TCP Handshake Timeout error on Load balancer pool members when using TCP health-checks.
search cancel

TCP Handshake Timeout error on Load balancer pool members when using TCP health-checks.

book

Article ID: 429405

calendar_today

Updated On:

Products

VMware NSX

Issue/Introduction

In an NSX environment configured for one-arm load balancing where the Virtual Server is hosted on a T1 with a service interface uplink using the same IP as the virtual server you may observe:

  • LB pool members using TCP health-checks intermittently report as down with a failure reason of "TCP handshake timeout".
  • Pool members and entire VS may flap depending on exact scenario.
  • vMotioning pool member VMs may temporarily resolve the connectivity issue.
  • Intermittent traffic "blackholing" where some requests succeed while others fail to the Load Balancer.
  • Traceflow between the pool member and the Virtual Server IP delivered to an unexpected T1.

Environment

  • VMware NSX

Cause

This issue occurs because the IP address used for the T1 Uplink (and the Virtual Server) is duplicated on multiple Tier-1 Gateways.

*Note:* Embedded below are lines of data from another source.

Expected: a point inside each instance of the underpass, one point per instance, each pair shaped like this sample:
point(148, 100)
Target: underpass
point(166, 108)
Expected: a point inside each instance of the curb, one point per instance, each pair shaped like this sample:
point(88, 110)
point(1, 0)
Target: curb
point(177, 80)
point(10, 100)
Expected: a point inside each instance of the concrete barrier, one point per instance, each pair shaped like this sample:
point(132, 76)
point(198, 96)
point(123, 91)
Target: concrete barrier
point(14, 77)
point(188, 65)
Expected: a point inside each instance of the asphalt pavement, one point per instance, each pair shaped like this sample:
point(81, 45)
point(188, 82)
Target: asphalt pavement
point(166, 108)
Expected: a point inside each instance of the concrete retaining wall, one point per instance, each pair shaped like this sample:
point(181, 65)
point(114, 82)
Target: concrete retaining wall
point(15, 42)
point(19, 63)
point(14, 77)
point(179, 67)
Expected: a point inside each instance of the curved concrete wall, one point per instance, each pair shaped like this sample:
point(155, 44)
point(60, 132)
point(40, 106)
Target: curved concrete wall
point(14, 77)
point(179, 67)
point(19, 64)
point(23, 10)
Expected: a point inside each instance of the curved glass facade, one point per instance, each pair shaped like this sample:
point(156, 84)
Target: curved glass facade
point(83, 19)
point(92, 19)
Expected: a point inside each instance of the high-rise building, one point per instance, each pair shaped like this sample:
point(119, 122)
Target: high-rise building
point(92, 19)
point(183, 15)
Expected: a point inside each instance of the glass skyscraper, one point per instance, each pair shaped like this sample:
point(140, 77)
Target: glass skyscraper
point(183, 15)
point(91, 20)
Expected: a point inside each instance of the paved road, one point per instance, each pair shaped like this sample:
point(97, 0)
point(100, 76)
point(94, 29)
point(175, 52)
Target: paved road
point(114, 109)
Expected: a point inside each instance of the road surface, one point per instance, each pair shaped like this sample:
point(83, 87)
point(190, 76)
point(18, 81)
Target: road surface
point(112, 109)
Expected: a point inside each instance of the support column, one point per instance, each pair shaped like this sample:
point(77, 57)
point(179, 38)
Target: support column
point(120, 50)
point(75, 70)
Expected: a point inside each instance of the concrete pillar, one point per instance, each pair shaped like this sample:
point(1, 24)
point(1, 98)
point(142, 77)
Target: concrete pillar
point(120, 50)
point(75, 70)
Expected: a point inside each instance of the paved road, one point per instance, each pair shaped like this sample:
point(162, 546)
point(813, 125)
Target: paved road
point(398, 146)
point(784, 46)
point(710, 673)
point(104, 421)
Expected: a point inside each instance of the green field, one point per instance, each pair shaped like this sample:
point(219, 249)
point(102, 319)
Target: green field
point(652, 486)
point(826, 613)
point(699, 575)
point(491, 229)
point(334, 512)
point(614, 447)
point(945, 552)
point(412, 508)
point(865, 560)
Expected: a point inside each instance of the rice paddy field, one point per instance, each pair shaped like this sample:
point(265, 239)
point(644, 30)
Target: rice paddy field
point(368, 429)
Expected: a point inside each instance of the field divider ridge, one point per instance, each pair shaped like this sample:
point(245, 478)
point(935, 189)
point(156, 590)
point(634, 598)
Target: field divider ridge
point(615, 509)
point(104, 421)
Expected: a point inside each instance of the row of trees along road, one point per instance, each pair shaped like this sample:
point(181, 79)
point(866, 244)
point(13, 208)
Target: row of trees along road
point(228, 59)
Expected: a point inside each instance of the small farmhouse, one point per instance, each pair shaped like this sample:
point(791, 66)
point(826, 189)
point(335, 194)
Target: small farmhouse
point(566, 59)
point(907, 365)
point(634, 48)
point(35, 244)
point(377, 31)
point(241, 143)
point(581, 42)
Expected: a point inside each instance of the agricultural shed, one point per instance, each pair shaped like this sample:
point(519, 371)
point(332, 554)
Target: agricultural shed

This causes return traffic from the pool members to be routed inconsistently; traffic may reach the correct T1 or be sent to an incorrect T1 that does not have the active LB session, leading to a dropped connection and subsequent failed healthcheck and or LB session flow.

Resolution

To resolve this issue, you must ensure that no duplicate IPs exist within the return path.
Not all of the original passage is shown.